Reuben smiled angelically and stretched, his thin face reflecting her own—small nose, high forehead, pointed ears. He bore an even more emphatic resemblance to Ben, his eyes a darker gray. The ocean must be gray like that, Ben supposed, the gray Atlantic that his father had once glimpsed and never forgotten—speaking of it sometimes like a man who has promised himself to revisit a mystery if the demands of daily existence ever allow it.

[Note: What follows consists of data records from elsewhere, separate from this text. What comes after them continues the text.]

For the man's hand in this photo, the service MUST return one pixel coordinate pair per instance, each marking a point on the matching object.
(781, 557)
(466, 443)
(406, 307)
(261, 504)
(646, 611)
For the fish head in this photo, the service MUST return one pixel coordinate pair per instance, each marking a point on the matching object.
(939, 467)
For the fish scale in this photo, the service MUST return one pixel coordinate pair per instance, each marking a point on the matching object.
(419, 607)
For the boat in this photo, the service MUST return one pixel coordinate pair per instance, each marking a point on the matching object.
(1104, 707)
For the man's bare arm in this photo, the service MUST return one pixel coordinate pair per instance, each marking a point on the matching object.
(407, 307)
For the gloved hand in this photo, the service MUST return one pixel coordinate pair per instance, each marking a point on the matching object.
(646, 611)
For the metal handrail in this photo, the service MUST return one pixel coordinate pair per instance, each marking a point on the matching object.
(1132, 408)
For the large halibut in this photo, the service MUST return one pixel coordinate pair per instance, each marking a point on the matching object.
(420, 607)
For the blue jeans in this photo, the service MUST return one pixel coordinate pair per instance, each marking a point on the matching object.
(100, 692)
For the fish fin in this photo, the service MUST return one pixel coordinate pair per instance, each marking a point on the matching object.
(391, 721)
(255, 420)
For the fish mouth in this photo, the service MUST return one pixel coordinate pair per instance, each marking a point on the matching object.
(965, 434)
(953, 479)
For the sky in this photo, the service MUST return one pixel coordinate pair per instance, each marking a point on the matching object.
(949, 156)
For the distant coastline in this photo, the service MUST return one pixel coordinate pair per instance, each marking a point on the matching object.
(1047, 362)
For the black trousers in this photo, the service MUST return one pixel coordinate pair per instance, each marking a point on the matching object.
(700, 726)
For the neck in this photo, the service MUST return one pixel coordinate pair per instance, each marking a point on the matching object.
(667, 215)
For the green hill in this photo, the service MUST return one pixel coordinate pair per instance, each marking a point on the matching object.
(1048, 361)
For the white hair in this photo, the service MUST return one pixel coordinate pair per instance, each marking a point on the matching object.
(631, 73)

Ben knew that a vulnerable quality in Reuben troubled their father. It was easy to wound Reuben. Ben had done it more than once, without intent and with regret in the same moment. No doubt Joseph Cory prayed the boy would grow stronger armor with increase of manhood.
* * * *
Reuben Cory watched his tall brother lift a candle in its pewter sconce and trim a blob of wax with his thumbnail. Ben’s hand, firm below the flame and golden, brought Reuben the amazement of a miracle, a thing never seen before. A familiar knife-scar on the forefinger—even that was new, though Reuben recalled quite well how Ben had got it ignobly a year ago by losing his patience when Jesse Plum was showing him how to whittle a maple stick. A text from the prescribed Scriptural reading sounded in Reuben’s mind, as happened so often when he was startled, delighted or disturbed: I will praise thee, for I am fearfully and wonderfully made. But it seemed to the boy that something here was false. The thought might be dutiful and correct, yet was he actually praising the Lord for having made Ben beautiful? Why, hardly. Rather he knew, as with Puritan skill and insistence he searched his heart, that he was more of a mind to praise Ben for being himself—which was heresy, and of course absurd. Uncle John’s letter must be to blame.